Forward progress delegation for executors

Document #: P1898R1
Date: 2020-05-16
Project: Programming Language C++
SG1
Reply-to: Lee Howes
<>

1 Changelog

1.1 Differences between R0 and R1

2 Introduction

This design enables delegation of forward progress in asynchronous algorithms and enables well-defined propagation of execution resources through an asynchronous work chain. This work is based in part on a discussion of the DeferredExecutor that works with folly’s SemiFuture and how folly’s coroutines propagate executors as well to ensure that work runs on predictable underlying execution resources.

In this paper executor refers to the general concept as expressed in the title of [P0443R13] and the long standing executors effort. The concrete concepts used may satisfy executor, scheduler or sender depending on the context.

Building on the definitions in [P0443R13] and [P1897], we start with the definition of a receiver we propose adding a concept scheduler_provider that allows a sender to require that a receiver passed to it is able to provide an executor, or more accurately a scheduler in the language of [P0443R13]. This concept offers a get_scheduler customization point that allows a scheduler to be propagated from downstream to upstream asynchronous tasks, or alternatively from upstream to downstream. A given scheduler, and therefore any sender created off that scheduler may require the availability of such a customization on receiverss passed to the submit operation.

A given sender may delegate any tasks it is unable to perform to the scheduler it acquires from the downstream Callback.

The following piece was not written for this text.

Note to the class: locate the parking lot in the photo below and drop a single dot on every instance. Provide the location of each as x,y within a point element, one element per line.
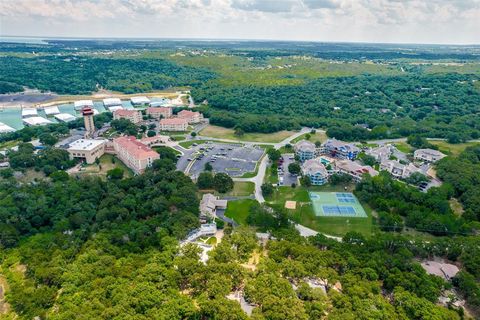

A given sender alternatively might always reschedule work to an underlying scheduler, and in situations where the chosen scheduler is ambiguous, for example where the output work runs from a when_all operation, that sender might require that downstream work provide a scheduler for it to reschedule onto to remove nondeterminism in where work runs.

A sync_wait operation, as defined in [P1897], encapsulates a scheduler that wraps a context owned by and executed on the calling thread. This will make progress and as such can act as the executor-of-last-resort when the C++20 guarantee is required in blocking code.

We also propose that a set of definitions for forward progress of asynchronous graph nodes be provided.

3 Motivation and Scope

3.1 Forward progress delegation in C++20.

The standard parallel algorithms support weak forward progress guarantees. For example, with the code:

vector<int> vec{1, 2, 3};
vector<int> out(vec.size(), 0);
transform(
  std::execution::par,
  begin(vec),
  end(vec),
  begin(out),
  [](int i){return i+1;} // s0
  ); // s1

Allows the runtime to assume that the statement s0 is safe to execute concurrently for some set of agents, and makes the guarantee that once started each instance of s0 will run to completion, independent of whatever else is happening in the system.

However, the same is true of statement s1. Once started, s1 must also run to completion. As a result, while the runtime makes no guarantee about instances of s0 the collection of such instances must complete - and therefore every instance must run eventually.

In practice, on shared resources, other work in the system might occupy every available thread. To guarantee that all s0s are able to run eventually, we might need to create three threads to achieve this - and in the extreme this might not be possible.

We therefore fall back to a design where the calling thread may run the remaining work. We know the caller is making progress. If no thread ever becomes available to run the work the caller might iterate through all instances of s0 serially.

3.2 Forward progress delegation in an asynchronous world

Unfortunately, if transform is made asynchronous, which we will call range_transform below, then we have a challenge. Take a result-by-return formulation of async transform as an example.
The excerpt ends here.